Of all the memorable quotes, though, this one really resonated: “Congress needs to hear more about retirement issues. We need to be better educated on the issues and emboldened to make meaningful and fair changes. Right now, the voices of reform are largely silent. What is more ominous are the silent issues within our retirement climate which are only getting larger.”
Consider for a moment what Tom Marino is saying, especially in light of what’s been going on in Washington recently. For all the many articles and loud voices on the DOL’s proposed conflict-of-interest rule, Marino is saying Congress needs to hear more—but from whom and about what?
What he really wants to hear isn’t the talking points of industry lobbyists on pet issues. He wants to hear from individual everyday practitioners who live in the retirement planning trenches and experiences the hopes and worries of their clients’ retirement planning.
Marino is astute enough to know politicians, mainly trained in law with precious little real-world experience, simply don't know enough about retirement issues that matter. They need to know more.
Of even greater importance, Marino realizes there are much larger issues than the one everyone is talking about at the moment. These “silent issues” have the potential to do significant damage down the road to our retirement system. Unless we address them through experiential analysis, they’ll grow until they’ll be too big to solve without dramatic sacrifice.
So, are you willing to speak your mind? Are you willing to be honest about the problems that are out there?
Sure, conflicts-of-interest fees can eat into investment returns and should be eliminated, but why are we still focusing in on investments? We know there are more important issues. Here are three to ponder:
#1: Young adult savings discipline. We all know the earlier you save, the better off you’ll be in retirement. Yet we don’t have a mechanism to inculcate a savings attitude within our culture. Perhaps a Child IRA could be used for this. Maybe it’s broader financial literacy efforts in secondary schools.
Maybe it’s using popular culture--movies, songs, TV shows, social media--to bring home the salient points. The bottom line is many would not be in the situation they are in if only they had started saving at a younger age.
#2: Longer life expectancies. There’s a new trend brewing out there in retirement land. It’s called “not retiring.” A couple generations ago, folks retired at 60 and died at 62. Today, it’s not unusual to find people leading healthy and active lives well into their late 70s and even their 80s.
Baby boomers who “retire” in their sixties find themselves going back to work not because they need the money, but because they need the action. How does this change our tried-and-true retirement planning algorithms? What kind of impact does this have on public policy?
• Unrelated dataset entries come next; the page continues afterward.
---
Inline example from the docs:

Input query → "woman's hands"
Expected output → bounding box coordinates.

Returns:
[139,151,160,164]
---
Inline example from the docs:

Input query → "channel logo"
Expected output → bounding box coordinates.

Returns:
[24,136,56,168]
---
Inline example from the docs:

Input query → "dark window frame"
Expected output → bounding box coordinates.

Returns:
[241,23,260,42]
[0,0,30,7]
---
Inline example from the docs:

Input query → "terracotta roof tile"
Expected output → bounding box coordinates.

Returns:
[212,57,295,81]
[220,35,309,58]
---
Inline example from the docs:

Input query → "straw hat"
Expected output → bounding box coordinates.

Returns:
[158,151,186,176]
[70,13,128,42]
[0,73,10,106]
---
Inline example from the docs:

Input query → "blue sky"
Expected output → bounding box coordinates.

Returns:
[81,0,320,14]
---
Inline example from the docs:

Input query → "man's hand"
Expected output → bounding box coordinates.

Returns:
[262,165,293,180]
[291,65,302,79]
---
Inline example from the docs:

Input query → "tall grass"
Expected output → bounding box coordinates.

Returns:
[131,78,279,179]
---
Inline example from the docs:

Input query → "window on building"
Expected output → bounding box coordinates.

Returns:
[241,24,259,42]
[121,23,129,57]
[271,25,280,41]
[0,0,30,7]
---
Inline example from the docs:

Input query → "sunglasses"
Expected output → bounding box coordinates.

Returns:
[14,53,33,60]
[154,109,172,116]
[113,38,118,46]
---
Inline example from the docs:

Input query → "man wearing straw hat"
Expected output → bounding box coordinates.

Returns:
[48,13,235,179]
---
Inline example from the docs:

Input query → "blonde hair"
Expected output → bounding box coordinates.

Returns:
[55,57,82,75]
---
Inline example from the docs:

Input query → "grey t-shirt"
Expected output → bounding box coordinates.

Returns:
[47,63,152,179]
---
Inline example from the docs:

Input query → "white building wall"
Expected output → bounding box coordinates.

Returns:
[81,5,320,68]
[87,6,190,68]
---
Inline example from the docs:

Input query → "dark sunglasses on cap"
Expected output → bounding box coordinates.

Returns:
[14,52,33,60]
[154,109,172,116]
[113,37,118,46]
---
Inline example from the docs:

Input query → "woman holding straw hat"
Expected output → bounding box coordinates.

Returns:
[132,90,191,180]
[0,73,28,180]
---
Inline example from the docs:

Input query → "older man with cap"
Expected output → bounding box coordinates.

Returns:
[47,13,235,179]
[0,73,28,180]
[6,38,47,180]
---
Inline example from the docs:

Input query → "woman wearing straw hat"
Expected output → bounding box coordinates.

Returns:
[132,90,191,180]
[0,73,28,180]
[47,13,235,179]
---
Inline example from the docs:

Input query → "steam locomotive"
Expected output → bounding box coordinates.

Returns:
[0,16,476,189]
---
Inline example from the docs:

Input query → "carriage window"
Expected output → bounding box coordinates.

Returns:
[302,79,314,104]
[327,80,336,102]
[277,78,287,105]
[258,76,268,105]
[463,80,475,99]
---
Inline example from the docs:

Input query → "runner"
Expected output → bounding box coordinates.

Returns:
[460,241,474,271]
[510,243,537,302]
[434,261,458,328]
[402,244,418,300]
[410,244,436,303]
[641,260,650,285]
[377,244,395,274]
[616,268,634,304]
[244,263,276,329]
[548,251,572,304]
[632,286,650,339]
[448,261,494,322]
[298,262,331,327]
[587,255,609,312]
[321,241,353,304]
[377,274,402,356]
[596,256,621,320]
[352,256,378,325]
#3: Turbo-charging retirement savings incentives. If we want people to gain financial independence by the time they retire, we need more, not fewer, “Romney-sized” IRAs. What incentives were in place that created those gigantic personal savings plans and how can we encourage more individuals to build similarly sized retirement accounts for themselves.
Sure, maybe not everyone is in a position to get them, but the more who do, the fewer people who will need to rely on Social Security.
Those are just three potential discussion points. You can probably think of several more.
The broader question is this: Once we’ve identified the critical issues, we need to determine what government’s most appropriate role is in addressing them. Only then can we begin to lay out a true path to meaningful reform.